Normal Stress in members of a stystem

[RustyShackelfor]

Diagram: http://i177.photobucket.com/albums/w222/77whtrocco/NORMALSTRESS.jpg

Given: members AB, CD, and EF have x-sectional area of 25 mm^2. E = 200 GPa. Neglect deformation in member GH.
Find: Normal Stresses in members AB, CD, and EF.

I know that I need to determine the axial forces in these members, but it's been a while since I took a statics class.

Isolating member GH, I have come up with...
Sum of M about G = 0 = 5000(1.6m) - AB(.4) - CD(.8) - EF(1.2)

and I have concluded that the reactions at G, A, C, and E are zero for "x" components (ie. Gx = 0, Ax = 0, Cx = 0, etc)

I should also not that AB is basically equal to reaction Ay, CD = Cy, EF = Ey.
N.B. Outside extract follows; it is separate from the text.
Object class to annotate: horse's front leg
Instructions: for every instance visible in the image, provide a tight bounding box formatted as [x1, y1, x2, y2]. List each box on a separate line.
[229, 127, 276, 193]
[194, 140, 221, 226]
I am trying to solve for these values. Thanks.

Now I'm stumped... What else is there? I'm confident that after finding these forces I can solve for the stresses.

 

[RustyShackelfor]

normal stress in a member of a system = axial force / x-sectional area. Need to determine axial forces (AB, CD, EF). Axial forces and the vertical and horizontal displacements can be related using a compatibility equation using an initial bar length (say Lab, Lcd, Lef) and change in bar length (ie "delta L"). So...
delta Lab = (EF*Lab)/(E*A), where E is the modulus of elasticity and A is cross-sectional area... my problem is that there is no specified deformation. I was given the answer, but I'm beginning to wonder if something was left out.

 

[PhanthomJay]

normal stress in a member of a system = axial force / x-sectional area. Need to determine axial forces (AB, CD, EF). Axial forces and the vertical and horizontal displacements can be related using a compatibility equation using an initial bar length (say Lab, Lcd, Lef) and change in bar length (ie "delta L"). So...
delta Lab = (EF*Lab)/(E*A), where E is the modulus of elasticity and A is cross-sectional area... my problem is that there is no specified deformation. I was given the answer, but I'm beginning to wonder if something was left out.

Since the beam is considered rigid, it must rotate counterclockwise about the left hinge to its equilibrium position where the deformation of each vertical member is proportional to its distance from the left end. Use similar triangles to calculate the ratio of each members deflection , and hence each member's force, to each other. This when combimed with your equilibrium equations should give you the solution.